Syntax: db.collection.update_one (filter, update)

Operators: `$inc`, `$set`, `$push`, ..`

[Documentation](https://pymongo.readthedocs.io/en/stable/api/pymongo/operations.html#pymongo.operations.UpdateOne)


In [56]:
db.accounts.find_one()

{'_id': ObjectId('5ca4bbc7a2dd94ee5816238c'),
 'account_id': 371138,
 'limit': 9000,
 'products': ['Derivatives', 'InvestmentStock'],
 'verified': True,
 'status': 'VIP account'}

In [57]:
# Update a document
#     Syntax: db.collection.update_one (filter, update)

# Filter
document_to_update = {"_id": ObjectId("5ca4bbc7a2dd94ee5816238c")}

# Update
update_info = {"$set": {"verified": True}}

# Print original document
pprint(db.accounts.find_one(document_to_update))

# Execute the update
result = db.accounts.update_one(document_to_update, update_info)

# Print updated document
pprint('                    ')
pprint(db.accounts.find_one(document_to_update))
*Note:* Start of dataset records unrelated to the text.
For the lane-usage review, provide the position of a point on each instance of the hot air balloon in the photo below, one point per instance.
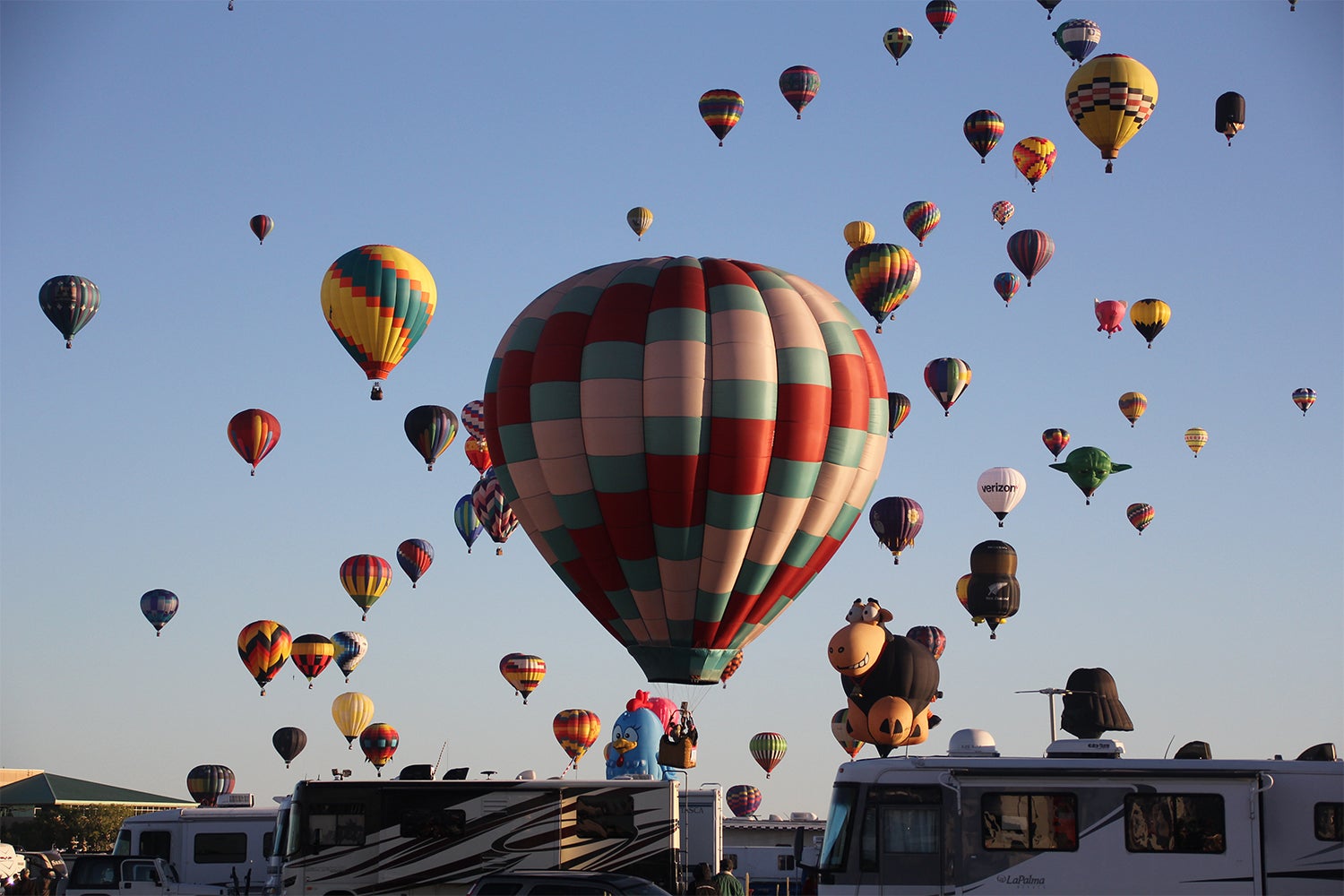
(841, 734)
(897, 40)
(473, 418)
(1230, 115)
(366, 578)
(940, 13)
(921, 218)
(882, 277)
(352, 712)
(524, 672)
(289, 742)
(575, 731)
(1133, 405)
(744, 799)
(1109, 314)
(898, 409)
(1110, 99)
(378, 300)
(800, 85)
(464, 517)
(414, 556)
(261, 228)
(640, 220)
(1034, 158)
(696, 508)
(720, 110)
(1030, 252)
(1055, 440)
(430, 429)
(379, 742)
(946, 378)
(1007, 285)
(1002, 487)
(351, 648)
(207, 783)
(930, 637)
(1078, 38)
(859, 233)
(160, 606)
(492, 509)
(253, 433)
(897, 521)
(768, 748)
(312, 653)
(1196, 440)
(984, 128)
(69, 303)
(1140, 514)
(1150, 316)
(263, 646)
{'_id': ObjectId('5ca4bbc7a2dd94ee5816238c'),
 'account_id': 371138,
 'limit': 9000,
 'products': ['Derivatives', 'InvestmentStock'],
 'status': 'VIP account',
 'verified': True}
'                    '
{'_id': ObjectId('5ca4bbc7a2dd94ee5816238c'),
 'account_id': 371138,
 'limit': 9000,
 'products': ['Derivatives', 'InvestmentStock'],
 'status': 'VIP account',
 'verified': True}


In [58]:
# Update many documents
#     Syntax: db.collection.update_many (filter, update)

# Filter
document_to_update = {"limit": { "$lte" : 10000 }}

# Update
update_info = {"$set": {"status": 'VIP account'}}

# Print original document
pprint(db.accounts.find(document_to_update))

# Execute the update
result = db.accounts.update_many(document_to_update, update_info)


# Check results
pprint("Documents matched: " + str(result.matched_count))
pprint("Documents updated: " + str(result.modified_count))
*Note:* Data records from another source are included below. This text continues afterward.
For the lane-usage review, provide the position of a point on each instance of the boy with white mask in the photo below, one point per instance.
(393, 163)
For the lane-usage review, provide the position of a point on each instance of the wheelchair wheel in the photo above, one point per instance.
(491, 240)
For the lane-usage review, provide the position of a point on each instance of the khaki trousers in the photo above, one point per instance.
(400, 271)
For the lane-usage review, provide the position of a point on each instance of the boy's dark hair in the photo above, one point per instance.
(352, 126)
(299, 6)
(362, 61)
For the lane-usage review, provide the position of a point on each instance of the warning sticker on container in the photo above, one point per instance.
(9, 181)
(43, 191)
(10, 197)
pprint(db.accounts.find_one(document_to_update))


<pymongo.cursor.Cursor object at 0x7f9658d847d0>
'Documents matched: 1745'
'Documents updated: 0'
{'_id': ObjectId('5ca4bbc7a2dd94ee5816238c'),
 'account_id': 371138,
 'limit': 9000,
 'products': ['Derivatives', 'InvestmentStock'],
 'status': 'VIP account',
 'verified': True}


## REPLACE_ONE

In [59]:
pprint(db.accounts.find_one({'account_id': 674364}))

{'_id': ObjectId('5ca4bbc7a2dd94ee5816238f'),
 'account_id': 674364,
 'status': 'Regular account'}


In [60]:
# Upsert doesn't exist as its own function, but as a part of find commands
#     Upsert when True, inserts a new document if no document matches the query. Defaults to False.
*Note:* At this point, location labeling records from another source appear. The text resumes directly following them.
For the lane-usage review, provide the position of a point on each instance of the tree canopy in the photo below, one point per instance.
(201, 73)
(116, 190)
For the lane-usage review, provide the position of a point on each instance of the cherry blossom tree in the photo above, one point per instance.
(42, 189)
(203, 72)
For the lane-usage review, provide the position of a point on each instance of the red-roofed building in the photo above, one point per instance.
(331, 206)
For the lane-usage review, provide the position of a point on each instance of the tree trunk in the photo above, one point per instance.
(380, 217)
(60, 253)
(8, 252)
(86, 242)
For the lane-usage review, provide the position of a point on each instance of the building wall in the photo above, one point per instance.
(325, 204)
query = {'account_id': 674364}

pprint(db.accounts.find_one(query))

db.accounts.replace_one(query, {
    'account_id': 674364,
    'status': 'Regular account'
},upsert = True)

pprint(db.accounts.find_one(query)) #check

# Need to specify a unique identifier of document, otherwise replaces the first document on the collection list.

{'_id': ObjectId('5ca4bbc7a2dd94ee5816238f'),
 'account_id': 674364,
 'status': 'Regular account'}
{'_id': ObjectId('5ca4bbc7a2dd94ee5816238f'),
 'account_id': 674364,
 'status': 'Regular account'}


## DELETE_ONE ( )  &  DELETE_MANY ( )

Deletes documenta from a collection.

Syntax: db.collection.delete_one (filter)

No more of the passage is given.